10 Nisan 2014 Perşembe

Kâdir-i Mutlak

İnsanız ya, Allah'u Teâlâ düşünüp de ibret alalım diye akıl-fikir vermiş ya, onu keyfimiz nasıl istiyorsa ona göre kullanabiliriz öyleyse. Durmaksızın eleştirmemiz gerekir: Herkesi, her şeyi. Yaratıcımızı da eksik bırakmayız hâliyle. "Her şeyin yaratıcısı o ne de olsa, ben dâhil yapılan tüm kötülüklerden bir pay onda da var (hâşâ), o halde ilk eleştirilmesi gereken zat da O'dur ancak" diye düşünüyoruz (bu düşünce biçiminden ben de hâriç değilim.) Bu eleştiriler genelde insânî özelliklerin Allah'a atfedilmesi sonucu oluşuyor. O, bizim istediğimiz şekliyle iyiyi yaratmak, kötüyü biz istediğimiz zaman def etmekte zorunlu, aksi takdirde, hâşâ bizim yaratıcımız olmaya hak kazanamaz, sonuçlarına da katlanmak zorunda kalır. Eğer bizim birbirimize kibretmemiz yanlış ise, onun da bize etmesi yanlıştır. Eh, hâliyle durmaksızın bize karşı da övünmemelidir.


Oysa Allah diler ve yaratır, öyle bir varlığa niye yarattın, hadi yarattın ama böyle olmak zorunda mıydı diye efelenebilmek de ancak cehûl insana has bir şey olsa gerektir. Yarattıktan sonra varlığının devam etmesi bile ona bağlıyken hem de. Üstelik, onun hikmetini acele olarak ömrümüzün baharında, yetmedi bu dünyada görmek istiyor, göremeyince de hayalkırıklığı yaşıyoruz. Oysa sabırla, çalışarak ve inanarak beklememizdir bize yakışan; kul olarak. Olsundu ama, hazır bu dünyada becerebiliyorken (bize izin verilmişken) yapalım, nasılsa (ister inançlı ister inançsız olalım) bir daha bu dünyaya gelecek hâlimiz yok.

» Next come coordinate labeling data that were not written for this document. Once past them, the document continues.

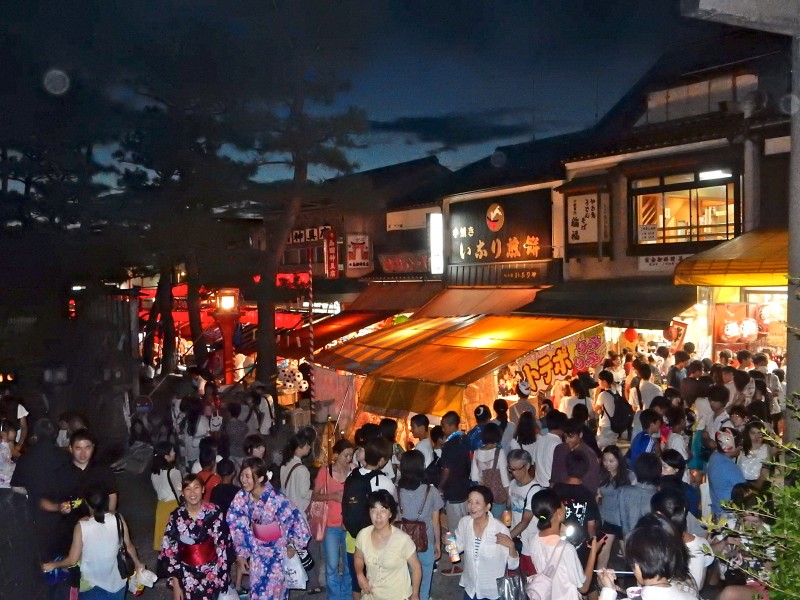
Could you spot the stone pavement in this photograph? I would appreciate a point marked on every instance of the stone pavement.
(137, 504)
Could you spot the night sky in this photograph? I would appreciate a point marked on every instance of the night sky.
(457, 79)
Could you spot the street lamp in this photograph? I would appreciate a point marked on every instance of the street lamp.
(227, 316)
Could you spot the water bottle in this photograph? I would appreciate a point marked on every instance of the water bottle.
(452, 548)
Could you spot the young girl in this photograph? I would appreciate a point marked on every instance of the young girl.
(8, 452)
(615, 475)
(166, 480)
(547, 548)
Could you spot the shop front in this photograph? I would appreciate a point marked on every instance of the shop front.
(744, 284)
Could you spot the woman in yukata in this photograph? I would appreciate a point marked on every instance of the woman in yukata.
(197, 549)
(266, 529)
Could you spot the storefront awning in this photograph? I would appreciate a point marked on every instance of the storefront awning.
(432, 376)
(367, 353)
(296, 343)
(476, 301)
(396, 296)
(755, 259)
(649, 303)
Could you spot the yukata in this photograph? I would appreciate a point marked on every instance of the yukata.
(186, 552)
(267, 579)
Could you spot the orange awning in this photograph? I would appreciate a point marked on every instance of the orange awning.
(431, 376)
(456, 302)
(757, 258)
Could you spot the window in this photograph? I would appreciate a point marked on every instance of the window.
(684, 207)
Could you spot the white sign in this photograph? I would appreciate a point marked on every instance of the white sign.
(660, 264)
(582, 218)
(648, 233)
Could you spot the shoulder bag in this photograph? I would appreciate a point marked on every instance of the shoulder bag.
(124, 560)
(416, 529)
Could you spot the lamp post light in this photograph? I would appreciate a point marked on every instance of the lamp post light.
(227, 316)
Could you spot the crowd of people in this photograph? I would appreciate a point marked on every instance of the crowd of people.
(604, 486)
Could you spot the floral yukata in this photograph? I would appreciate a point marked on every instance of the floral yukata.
(184, 534)
(266, 558)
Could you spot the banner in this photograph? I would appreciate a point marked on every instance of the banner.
(561, 360)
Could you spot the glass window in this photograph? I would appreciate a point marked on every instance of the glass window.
(692, 214)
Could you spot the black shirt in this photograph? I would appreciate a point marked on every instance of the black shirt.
(455, 457)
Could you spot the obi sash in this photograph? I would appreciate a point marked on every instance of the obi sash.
(196, 555)
(267, 532)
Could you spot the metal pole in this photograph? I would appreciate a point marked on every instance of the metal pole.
(793, 302)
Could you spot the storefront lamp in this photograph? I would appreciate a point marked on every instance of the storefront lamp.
(228, 300)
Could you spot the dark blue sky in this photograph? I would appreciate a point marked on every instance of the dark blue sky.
(458, 78)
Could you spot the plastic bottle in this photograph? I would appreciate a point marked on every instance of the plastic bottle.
(452, 548)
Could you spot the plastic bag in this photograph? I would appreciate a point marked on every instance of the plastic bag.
(296, 576)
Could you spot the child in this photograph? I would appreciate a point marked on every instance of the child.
(8, 451)
(649, 438)
(658, 557)
(570, 580)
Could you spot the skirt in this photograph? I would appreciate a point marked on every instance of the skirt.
(163, 510)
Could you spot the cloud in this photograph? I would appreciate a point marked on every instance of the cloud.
(454, 130)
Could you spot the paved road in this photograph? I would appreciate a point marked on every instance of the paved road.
(137, 504)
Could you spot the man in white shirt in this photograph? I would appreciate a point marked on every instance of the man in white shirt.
(545, 447)
(419, 429)
(604, 407)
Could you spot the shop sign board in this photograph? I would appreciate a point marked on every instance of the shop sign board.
(513, 228)
(660, 264)
(582, 218)
(331, 255)
(559, 361)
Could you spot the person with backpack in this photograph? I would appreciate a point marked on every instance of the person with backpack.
(420, 502)
(357, 487)
(559, 571)
(616, 415)
(489, 467)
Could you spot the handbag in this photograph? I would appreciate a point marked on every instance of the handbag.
(511, 586)
(305, 558)
(125, 563)
(318, 515)
(540, 586)
(416, 529)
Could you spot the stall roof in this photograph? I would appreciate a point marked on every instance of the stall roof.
(431, 377)
(296, 343)
(650, 302)
(396, 296)
(476, 301)
(365, 354)
(757, 258)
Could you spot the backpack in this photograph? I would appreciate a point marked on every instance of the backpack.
(491, 478)
(433, 472)
(623, 414)
(540, 586)
(355, 514)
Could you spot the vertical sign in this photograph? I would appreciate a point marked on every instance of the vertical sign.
(331, 255)
(582, 218)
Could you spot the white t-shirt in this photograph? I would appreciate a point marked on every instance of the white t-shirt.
(426, 448)
(542, 457)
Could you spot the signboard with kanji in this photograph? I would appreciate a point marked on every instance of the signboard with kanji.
(511, 228)
(561, 360)
(583, 218)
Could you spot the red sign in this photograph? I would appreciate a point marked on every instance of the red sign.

Yine Allah'ın kendisini ayetlerinde, dâima bize övmesinde de garip karşılanacak bir şey yoktur, zirâ kibrin kötülüğü bize nisbetledir. Yoksa onun kendisini övmesi kötü değildir, zira buna ancak O lâyıktır. Sende var olan bir takım özelliklerinin müsebbibi sen değilsin diye övünmendir yanlış olan, her şeyi yaratan Zat'ın sana kendini övmesi garip değildir bu sebeple. Ama bizler insanız, neyin niye var olduğuna, bizim ne olduğumuza dâir bilgilerimiz hem kısıtlı hem de bilsek bile unutup kendi hevâmıza göre yolumuza devam etmeye çalışıyoruz. Bu sebeple Allah'u Teâlâ mütemadiyen peygamberleriyle bize kendini hatırlatıyor. Hani belki biz insanlık olarak kibirlenmesek, övünmesek, başkalarını ezmeye kalkışmasak bize kendini başka türlü tanıtacaktı; medeniyet/uygarlık dediğimiz şeyi var etmemizle beraber haddimizi de giderek aşmamız sebebiyle had bildirmek, ne için var olduğumuzu hatırlatmak üzere bize kendini bu yönüyle de tanıttı.


Kâdir-i Mutlak bir yaradanın medeniyetle beraber insanlık tarihine girdiğine dâir iddilara bir de bu gözle bakabiliriz. Elbet hakîkati en kâmil şekliyle O bilir.